对于大多数依赖原子模型的计算而言,精确且高效的溶剂环境计算模型至关重要,比如蛋白质 - 配体结合亲和力的预测。在本研究中,我们评估了一种最近开发的广义玻恩隐式溶剂模型GBNSR6(阿吉拉尔等人,《化学理论与计算杂志》,2010年,6卷,3613 - 3639页)在估算小蛋白质 - 配体复合物的静电溶剂化自由能(ΔG(pol))和结合自由能(ΔΔG(pol))方面的准确性。我们还比较了基于三种不同显式溶剂模型(TIP3P、TIP4PEw和OPC)的估算结果。主要有两个发现如下。首先,GBNSR6结合亲和力与常用的TIP3P参考值之间的偏差(均方根偏差 = 7.04千卡/摩尔)与显式模型自身之间的偏差相当,例如TIP4PEw与TIP3P之间的偏差(均方根偏差 = 5.30千卡/摩尔)。
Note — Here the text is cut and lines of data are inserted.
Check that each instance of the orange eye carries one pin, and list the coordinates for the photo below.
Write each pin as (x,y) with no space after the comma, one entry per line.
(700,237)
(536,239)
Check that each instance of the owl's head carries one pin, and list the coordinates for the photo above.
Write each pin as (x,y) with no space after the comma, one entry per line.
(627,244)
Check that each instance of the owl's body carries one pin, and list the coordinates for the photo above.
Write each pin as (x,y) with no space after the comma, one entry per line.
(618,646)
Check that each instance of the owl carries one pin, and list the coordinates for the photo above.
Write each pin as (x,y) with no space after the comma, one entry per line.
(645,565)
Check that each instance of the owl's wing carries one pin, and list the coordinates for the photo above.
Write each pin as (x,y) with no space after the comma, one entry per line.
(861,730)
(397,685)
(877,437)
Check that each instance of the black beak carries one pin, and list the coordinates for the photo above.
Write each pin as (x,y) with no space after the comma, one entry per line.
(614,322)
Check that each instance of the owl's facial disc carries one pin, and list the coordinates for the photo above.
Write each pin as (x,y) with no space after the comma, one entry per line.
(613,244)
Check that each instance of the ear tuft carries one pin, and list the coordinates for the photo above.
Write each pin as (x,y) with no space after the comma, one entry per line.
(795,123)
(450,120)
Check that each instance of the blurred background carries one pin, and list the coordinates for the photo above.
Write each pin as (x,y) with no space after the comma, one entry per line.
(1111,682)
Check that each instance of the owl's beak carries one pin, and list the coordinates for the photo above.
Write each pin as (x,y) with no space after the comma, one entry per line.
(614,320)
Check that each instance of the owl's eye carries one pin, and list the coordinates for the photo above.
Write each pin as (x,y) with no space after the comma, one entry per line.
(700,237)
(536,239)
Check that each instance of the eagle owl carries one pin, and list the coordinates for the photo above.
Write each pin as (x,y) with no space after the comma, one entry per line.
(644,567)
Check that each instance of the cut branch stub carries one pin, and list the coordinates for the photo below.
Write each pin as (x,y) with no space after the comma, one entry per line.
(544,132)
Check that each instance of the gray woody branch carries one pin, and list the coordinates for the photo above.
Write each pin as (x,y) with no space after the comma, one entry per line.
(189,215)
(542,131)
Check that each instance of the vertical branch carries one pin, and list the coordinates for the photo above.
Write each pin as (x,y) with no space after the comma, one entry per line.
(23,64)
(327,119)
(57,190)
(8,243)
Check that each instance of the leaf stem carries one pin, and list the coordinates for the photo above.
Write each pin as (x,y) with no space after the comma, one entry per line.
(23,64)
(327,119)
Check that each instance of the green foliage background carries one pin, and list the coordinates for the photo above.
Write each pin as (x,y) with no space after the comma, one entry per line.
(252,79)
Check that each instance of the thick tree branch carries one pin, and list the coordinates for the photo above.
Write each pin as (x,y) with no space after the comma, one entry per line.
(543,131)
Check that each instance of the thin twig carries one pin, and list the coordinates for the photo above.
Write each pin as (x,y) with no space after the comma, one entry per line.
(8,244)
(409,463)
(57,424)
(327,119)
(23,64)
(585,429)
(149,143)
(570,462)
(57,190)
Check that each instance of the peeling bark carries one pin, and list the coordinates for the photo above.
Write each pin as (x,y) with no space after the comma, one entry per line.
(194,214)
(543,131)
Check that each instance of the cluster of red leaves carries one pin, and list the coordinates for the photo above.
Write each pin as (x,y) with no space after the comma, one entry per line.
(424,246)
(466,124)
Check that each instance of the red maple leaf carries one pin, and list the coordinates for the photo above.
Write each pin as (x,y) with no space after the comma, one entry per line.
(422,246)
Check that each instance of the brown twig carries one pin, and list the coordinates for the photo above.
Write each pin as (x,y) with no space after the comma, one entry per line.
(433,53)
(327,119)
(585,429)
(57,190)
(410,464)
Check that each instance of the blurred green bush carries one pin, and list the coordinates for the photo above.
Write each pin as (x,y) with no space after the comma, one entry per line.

通过单个缩放因子对原子半径进行简单的统一调整,可将GBNSR6与TIP3P之间的均方根偏差减小到上述“误差范围”之内——即不同常见显式溶剂模型估算的ΔΔG(pol)之间的差异。这种简单的半径缩放实际上消除了GBNSR6与三种显式水模型中的两种之间的系统偏差(ΔΔG(pol)),并显著减小了与第三种显式模型的偏差。其次,不同显式模型的静电结合能估算之间的差异大得令人不安;例如,TIP4PEw和TIP3P对ΔΔG(pol)值的估算之间的偏差可达约50%或约9千卡/摩尔,这明显大于约1千卡/摩尔的“化学精度”目标。用不同显式模型计算的绝对ΔG(pol)可能相差数十千卡/摩尔。这些差异表明,结合亲和力估算对常见显式水模型的选择具有不可接受的高敏感性。这些模型中缺乏明确的“金标准”,这进一步说明了使用精确的隐式溶剂化模型来计算结合能的合理性,因为隐式溶剂化模型的计算速度可能快几个数量级。